Lufthansa Rejects Pilots' Demand For Mediation
Lufthansa has rejected demands by pilots to discuss via mediation its plans to expand its low-cost operations, a decision that could lead to further strikes.
Lufthansa has been embroiled in a dispute with its pilots that has led to 10 walkouts this year, costing the airline more than EUR€160 million (USD$196 million) while it struggles to lower its cost base to cope with fierce competition.
The pilots want Lufthansa to maintain a scheme that allows them to retire at 55 and keep receiving up to 60 percent of their salary until pension payments start at 65.
They also oppose Lufthansa's plans to start low-cost long-haul flights, objecting to the way management is pushing through low-cost expansion in Europe by using pilots from a unit that is not part of the collective wage agreements at the Lufthansa or Germanwings units.
The Vereinigung Cockpit (VC) pilots union has said it would only accept an offer by Lufthansa to enter mediation talks if they included all areas of its dispute with management.

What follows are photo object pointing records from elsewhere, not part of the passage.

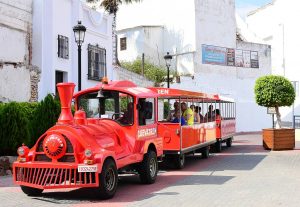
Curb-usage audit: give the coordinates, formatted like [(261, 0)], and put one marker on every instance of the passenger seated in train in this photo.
[(187, 113), (127, 118), (198, 109), (196, 114), (178, 118), (209, 116), (217, 114), (172, 113)]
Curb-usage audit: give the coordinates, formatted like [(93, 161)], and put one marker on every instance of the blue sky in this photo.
[(245, 6)]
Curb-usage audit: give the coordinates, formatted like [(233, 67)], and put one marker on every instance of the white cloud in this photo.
[(245, 9)]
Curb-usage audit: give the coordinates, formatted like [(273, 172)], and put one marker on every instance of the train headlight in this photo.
[(23, 151), (88, 153)]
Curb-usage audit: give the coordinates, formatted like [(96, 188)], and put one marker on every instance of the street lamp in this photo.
[(168, 59), (79, 33)]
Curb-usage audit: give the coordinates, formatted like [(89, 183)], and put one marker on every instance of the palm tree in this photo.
[(112, 7)]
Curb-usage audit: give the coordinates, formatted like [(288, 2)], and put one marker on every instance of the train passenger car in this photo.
[(114, 129), (206, 130)]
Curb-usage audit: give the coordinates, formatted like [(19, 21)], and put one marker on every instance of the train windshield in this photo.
[(109, 105)]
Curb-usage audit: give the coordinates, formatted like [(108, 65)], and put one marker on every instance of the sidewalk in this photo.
[(243, 175)]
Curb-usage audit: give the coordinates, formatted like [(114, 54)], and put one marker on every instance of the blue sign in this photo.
[(214, 55)]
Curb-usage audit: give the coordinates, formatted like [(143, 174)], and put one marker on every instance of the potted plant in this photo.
[(276, 91)]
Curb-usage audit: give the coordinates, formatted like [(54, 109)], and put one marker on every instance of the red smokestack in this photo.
[(65, 91)]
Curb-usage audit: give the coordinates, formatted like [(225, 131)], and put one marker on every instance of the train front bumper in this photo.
[(55, 175)]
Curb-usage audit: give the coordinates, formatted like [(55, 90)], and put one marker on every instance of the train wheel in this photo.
[(179, 161), (31, 191), (205, 152), (108, 179), (229, 142), (218, 146), (148, 168)]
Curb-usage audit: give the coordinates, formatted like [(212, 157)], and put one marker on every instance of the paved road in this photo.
[(243, 175)]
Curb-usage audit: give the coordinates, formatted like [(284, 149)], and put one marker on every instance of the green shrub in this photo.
[(14, 128), (274, 91)]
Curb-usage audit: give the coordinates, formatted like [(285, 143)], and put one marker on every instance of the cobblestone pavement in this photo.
[(243, 175)]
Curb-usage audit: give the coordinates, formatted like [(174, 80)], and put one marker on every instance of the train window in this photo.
[(111, 105), (146, 111)]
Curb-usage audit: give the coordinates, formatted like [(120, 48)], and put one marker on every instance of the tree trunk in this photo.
[(278, 117), (114, 40)]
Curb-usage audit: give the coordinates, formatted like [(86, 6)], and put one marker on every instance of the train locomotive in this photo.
[(88, 149)]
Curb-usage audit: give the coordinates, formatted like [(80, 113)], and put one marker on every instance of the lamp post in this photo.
[(168, 59), (79, 33), (283, 47)]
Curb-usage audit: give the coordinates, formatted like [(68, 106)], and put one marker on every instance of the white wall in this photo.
[(179, 28), (15, 37), (57, 17), (277, 24), (142, 39), (203, 22)]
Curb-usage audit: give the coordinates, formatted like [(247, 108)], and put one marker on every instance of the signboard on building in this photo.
[(214, 55), (271, 110), (254, 59), (230, 57), (239, 58)]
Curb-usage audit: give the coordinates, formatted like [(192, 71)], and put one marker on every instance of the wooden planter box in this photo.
[(279, 139)]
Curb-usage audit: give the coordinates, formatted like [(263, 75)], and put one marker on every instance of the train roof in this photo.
[(184, 94), (122, 86), (132, 89)]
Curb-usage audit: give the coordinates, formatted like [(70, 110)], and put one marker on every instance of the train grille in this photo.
[(55, 177)]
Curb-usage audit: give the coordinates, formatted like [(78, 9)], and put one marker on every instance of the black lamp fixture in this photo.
[(168, 59), (79, 33)]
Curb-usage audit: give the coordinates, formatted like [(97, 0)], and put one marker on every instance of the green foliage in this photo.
[(112, 7), (152, 72), (274, 91), (14, 128)]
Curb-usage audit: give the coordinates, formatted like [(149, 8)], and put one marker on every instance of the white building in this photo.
[(277, 24), (55, 50), (202, 37), (18, 76)]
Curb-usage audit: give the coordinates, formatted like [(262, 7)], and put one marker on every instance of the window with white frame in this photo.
[(63, 47), (96, 62), (123, 43)]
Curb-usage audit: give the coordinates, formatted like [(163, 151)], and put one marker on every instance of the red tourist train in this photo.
[(119, 128)]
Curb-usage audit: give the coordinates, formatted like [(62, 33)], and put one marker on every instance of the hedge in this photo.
[(25, 123)]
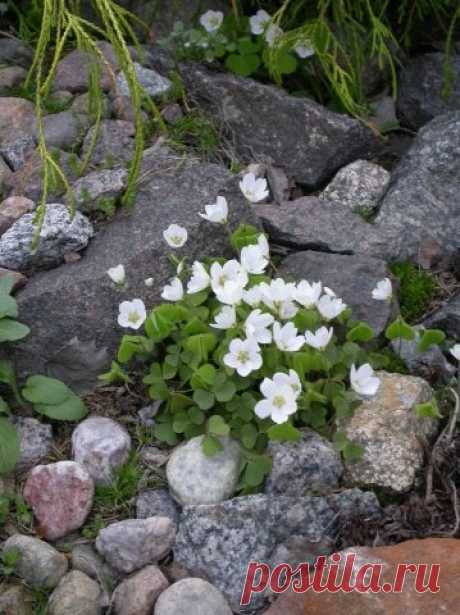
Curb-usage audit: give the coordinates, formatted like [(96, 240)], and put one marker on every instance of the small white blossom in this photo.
[(330, 307), (279, 402), (244, 356), (117, 274), (383, 291), (286, 337), (259, 22), (225, 319), (212, 20), (272, 33), (304, 50), (132, 314), (175, 236), (320, 339), (307, 294), (292, 379), (254, 189), (253, 259), (174, 291), (228, 281), (363, 380), (200, 279), (216, 212), (256, 326), (455, 351)]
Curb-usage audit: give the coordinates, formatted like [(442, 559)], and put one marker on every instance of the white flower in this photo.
[(253, 259), (279, 403), (320, 339), (256, 326), (117, 274), (132, 314), (292, 379), (200, 278), (211, 20), (363, 380), (254, 189), (174, 291), (217, 212), (175, 236), (244, 356), (225, 319), (330, 307), (228, 281), (455, 351), (383, 291), (307, 294), (259, 21), (253, 296), (286, 337), (304, 50), (272, 33)]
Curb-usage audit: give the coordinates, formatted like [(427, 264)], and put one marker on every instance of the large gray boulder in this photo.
[(173, 189), (269, 125), (422, 86)]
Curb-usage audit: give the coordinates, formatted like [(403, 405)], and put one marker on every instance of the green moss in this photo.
[(417, 289)]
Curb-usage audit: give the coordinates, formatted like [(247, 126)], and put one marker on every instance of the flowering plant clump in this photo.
[(235, 350)]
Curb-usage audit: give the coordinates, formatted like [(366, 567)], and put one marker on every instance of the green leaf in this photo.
[(284, 433), (243, 65), (430, 338), (9, 446), (360, 333), (400, 329), (203, 399), (211, 446), (12, 330), (217, 426)]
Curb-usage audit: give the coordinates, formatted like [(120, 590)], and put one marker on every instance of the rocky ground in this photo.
[(100, 516)]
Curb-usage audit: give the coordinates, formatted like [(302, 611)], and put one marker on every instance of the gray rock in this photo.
[(59, 235), (76, 594), (268, 125), (389, 430), (137, 594), (192, 596), (359, 186), (309, 466), (102, 446), (195, 478), (156, 503), (114, 143), (352, 277), (154, 84), (431, 365), (12, 209), (14, 51), (11, 77), (39, 564), (173, 189), (419, 216), (91, 191), (218, 541), (36, 441), (446, 318), (86, 560), (133, 543), (421, 89)]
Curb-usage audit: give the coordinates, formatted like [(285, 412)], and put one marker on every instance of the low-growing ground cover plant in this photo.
[(47, 396), (237, 350)]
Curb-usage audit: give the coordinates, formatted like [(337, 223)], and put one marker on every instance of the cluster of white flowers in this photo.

A spokesman for Lufthansa said on Friday that the carrier was willing to expand talks beyond just early retirement benefits but said the low-cost expansion plans were not up for discussion.
"This shows that Lufthansa is not interested in pacification," VC board member Joerg Handwerg said, adding the union would decide early next year whether to accept Lufthansa's new proposal or call for more industrial action.